Figure 2. Fraction massique de capsides assemblées en fonction du temps, avec et sans antiviraux. Les lignes pointillées résultent d’un modèle cinétique avec des énergies d’interaction entre les sous-unités de 9, 10 et 18kBT, sans antiviraux, avec CAM-E, et avec CAM-A respectivement.

Les objets finaux ont été imagés par cryomicroscopie électronique en transmission (cryoTEM) et se sont avérés être soit légèrement ellipsoïdaux en présence de CAM-E, soit très fortement déformés et de plus grande taille avec CAM-A qu’en l’absence d’antiviraux (Figure 3).

Enfin, une équipe de l’Université de Californie à Riverside a simulé l’assemblage de capsides en utilisant un ensemble de triangles (voir Figure 1) et en faisant varier le rapport entre l’énergie d’étirement et l’énergie de courbure des capsides (nombre de Föppl-von Kármán).
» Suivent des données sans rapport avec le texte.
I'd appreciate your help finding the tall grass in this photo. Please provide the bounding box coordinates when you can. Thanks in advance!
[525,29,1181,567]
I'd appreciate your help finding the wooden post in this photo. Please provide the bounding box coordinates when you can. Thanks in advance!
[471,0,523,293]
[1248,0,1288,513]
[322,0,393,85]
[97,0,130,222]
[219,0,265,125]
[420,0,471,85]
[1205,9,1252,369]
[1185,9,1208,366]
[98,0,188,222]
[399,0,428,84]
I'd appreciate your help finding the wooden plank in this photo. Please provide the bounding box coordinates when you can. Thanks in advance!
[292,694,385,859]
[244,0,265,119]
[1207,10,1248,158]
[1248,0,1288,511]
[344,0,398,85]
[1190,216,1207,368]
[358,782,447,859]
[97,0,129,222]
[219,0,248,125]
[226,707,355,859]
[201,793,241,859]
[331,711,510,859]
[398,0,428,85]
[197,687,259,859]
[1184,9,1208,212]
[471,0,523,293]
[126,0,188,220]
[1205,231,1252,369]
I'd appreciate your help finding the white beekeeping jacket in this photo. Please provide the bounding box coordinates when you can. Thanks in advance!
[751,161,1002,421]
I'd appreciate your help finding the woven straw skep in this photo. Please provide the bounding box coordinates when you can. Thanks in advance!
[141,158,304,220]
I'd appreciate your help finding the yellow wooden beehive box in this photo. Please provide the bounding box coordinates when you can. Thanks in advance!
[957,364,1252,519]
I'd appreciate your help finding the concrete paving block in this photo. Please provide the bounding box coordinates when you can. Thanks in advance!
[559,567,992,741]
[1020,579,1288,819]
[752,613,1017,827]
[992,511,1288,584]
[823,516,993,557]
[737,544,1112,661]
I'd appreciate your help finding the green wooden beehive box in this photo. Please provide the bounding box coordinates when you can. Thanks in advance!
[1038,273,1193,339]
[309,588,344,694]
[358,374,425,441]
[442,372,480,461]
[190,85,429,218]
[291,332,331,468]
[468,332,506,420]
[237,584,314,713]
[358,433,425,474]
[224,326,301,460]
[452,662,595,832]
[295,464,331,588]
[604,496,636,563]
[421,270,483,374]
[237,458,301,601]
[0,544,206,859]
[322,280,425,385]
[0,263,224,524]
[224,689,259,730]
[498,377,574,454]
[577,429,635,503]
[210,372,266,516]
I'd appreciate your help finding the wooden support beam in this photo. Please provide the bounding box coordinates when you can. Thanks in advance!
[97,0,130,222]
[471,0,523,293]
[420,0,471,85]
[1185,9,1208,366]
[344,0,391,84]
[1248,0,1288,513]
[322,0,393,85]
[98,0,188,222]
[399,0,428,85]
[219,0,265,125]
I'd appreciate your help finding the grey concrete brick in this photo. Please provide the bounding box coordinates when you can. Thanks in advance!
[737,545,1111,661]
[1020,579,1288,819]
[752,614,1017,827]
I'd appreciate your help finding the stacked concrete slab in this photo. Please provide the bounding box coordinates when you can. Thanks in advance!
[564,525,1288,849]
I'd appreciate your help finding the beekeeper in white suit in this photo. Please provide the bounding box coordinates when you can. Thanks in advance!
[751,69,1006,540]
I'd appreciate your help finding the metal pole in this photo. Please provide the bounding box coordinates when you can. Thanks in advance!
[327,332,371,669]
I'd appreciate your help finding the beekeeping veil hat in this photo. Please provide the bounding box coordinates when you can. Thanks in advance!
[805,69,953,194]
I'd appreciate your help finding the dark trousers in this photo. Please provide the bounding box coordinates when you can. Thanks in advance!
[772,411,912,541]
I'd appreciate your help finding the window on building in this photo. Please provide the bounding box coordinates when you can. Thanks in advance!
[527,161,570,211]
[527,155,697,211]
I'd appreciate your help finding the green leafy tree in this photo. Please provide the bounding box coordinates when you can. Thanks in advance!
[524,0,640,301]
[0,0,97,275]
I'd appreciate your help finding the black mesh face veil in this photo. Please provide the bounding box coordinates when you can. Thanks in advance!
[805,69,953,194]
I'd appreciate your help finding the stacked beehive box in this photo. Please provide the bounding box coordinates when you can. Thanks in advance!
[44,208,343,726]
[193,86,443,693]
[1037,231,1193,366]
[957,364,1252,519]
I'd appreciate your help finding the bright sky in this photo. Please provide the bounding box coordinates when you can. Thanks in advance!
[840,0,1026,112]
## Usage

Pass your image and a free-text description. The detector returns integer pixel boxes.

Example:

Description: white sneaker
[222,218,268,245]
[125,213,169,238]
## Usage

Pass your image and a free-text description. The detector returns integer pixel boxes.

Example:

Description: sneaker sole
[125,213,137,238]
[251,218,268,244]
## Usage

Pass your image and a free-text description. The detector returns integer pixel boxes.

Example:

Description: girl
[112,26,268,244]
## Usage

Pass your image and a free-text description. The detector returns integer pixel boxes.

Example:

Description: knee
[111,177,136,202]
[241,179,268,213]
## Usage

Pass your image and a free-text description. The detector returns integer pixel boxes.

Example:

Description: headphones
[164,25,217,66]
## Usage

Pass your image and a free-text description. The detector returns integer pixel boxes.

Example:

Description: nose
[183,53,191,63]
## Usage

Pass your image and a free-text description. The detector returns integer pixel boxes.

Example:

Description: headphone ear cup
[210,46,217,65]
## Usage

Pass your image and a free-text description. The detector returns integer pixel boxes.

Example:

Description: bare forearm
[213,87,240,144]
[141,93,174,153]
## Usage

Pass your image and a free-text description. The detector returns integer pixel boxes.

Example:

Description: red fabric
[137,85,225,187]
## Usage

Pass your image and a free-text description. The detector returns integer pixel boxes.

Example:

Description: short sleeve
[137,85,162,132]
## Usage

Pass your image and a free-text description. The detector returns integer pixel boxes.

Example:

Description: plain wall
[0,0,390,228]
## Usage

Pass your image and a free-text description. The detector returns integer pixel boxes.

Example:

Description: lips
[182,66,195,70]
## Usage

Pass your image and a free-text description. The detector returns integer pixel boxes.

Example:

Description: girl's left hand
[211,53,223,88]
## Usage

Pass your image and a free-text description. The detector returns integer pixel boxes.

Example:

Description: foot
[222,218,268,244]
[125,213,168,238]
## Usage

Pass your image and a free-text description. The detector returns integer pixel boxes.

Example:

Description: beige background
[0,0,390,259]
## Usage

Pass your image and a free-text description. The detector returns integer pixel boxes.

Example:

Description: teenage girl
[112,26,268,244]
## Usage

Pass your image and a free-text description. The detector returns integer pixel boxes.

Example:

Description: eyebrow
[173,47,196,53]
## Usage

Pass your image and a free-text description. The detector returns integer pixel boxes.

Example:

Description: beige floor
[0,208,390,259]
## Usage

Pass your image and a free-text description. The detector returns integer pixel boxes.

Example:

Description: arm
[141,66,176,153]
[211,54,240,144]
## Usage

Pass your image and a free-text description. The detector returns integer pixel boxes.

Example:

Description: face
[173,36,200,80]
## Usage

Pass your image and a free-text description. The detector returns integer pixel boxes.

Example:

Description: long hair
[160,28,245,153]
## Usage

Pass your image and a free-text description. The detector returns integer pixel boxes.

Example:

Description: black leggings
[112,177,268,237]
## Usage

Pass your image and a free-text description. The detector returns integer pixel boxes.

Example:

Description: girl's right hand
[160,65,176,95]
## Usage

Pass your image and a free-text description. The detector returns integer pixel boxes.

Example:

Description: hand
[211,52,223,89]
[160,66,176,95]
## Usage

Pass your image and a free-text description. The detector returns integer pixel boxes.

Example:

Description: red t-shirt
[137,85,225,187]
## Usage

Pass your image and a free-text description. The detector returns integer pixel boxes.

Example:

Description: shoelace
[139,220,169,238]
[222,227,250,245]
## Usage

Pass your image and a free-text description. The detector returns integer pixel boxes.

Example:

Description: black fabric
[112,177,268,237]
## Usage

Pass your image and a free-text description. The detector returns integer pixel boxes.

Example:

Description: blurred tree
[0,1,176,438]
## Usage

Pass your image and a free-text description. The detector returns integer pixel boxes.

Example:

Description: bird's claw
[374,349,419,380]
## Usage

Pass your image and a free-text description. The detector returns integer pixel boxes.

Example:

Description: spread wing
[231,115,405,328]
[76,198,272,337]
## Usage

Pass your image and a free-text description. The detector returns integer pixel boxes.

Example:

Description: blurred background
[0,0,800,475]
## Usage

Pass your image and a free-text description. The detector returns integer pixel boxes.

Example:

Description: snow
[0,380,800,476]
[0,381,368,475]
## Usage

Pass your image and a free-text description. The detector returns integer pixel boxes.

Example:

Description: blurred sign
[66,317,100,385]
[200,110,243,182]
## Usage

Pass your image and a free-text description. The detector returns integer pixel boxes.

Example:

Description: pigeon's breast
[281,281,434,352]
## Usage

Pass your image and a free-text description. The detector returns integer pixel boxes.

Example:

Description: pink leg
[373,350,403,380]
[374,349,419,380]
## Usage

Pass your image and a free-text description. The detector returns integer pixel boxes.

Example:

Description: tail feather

Ils ont obtenu ainsi des morphologies très similaires aux capsides imagées par cryoTEM (Figure 3).

Cette étude révèle que les modulateurs renforcent considérablement les interactions attractives entre les sous-unités de la capside de VHB, très certainement en augmentant la surface hydrophobe de contact. Des éléments non présentés ici suggèrent de plus que les modulateurs comme CAM-A abaissent l’énergie de courbure de la capside, probablement du fait de leur encombrement stérique qui confère de la flexibilité dans l’angle formé par les sous-unités adjacentes. Hormis la meilleure compréhension des mécanismes d’action des antiviraux, ces résultats pourraient ouvrir des perspectives sur la conception de nanocapsules dérivées de virus avec des morphologies contrôlables.

Figure 3. Images par cryoTEM de capsides formées avec et sans antiviraux. La taille des vignettes sans antiviraux et avec CAM-E est de 50×50 nm tandis que la barre d’échelle pour CAM-A est de 15 nm. Le schéma du dessous représente des capsides calculées par simulation numérique en changeant les propriétés élastiques via le nombre de Föppl-von Kármán.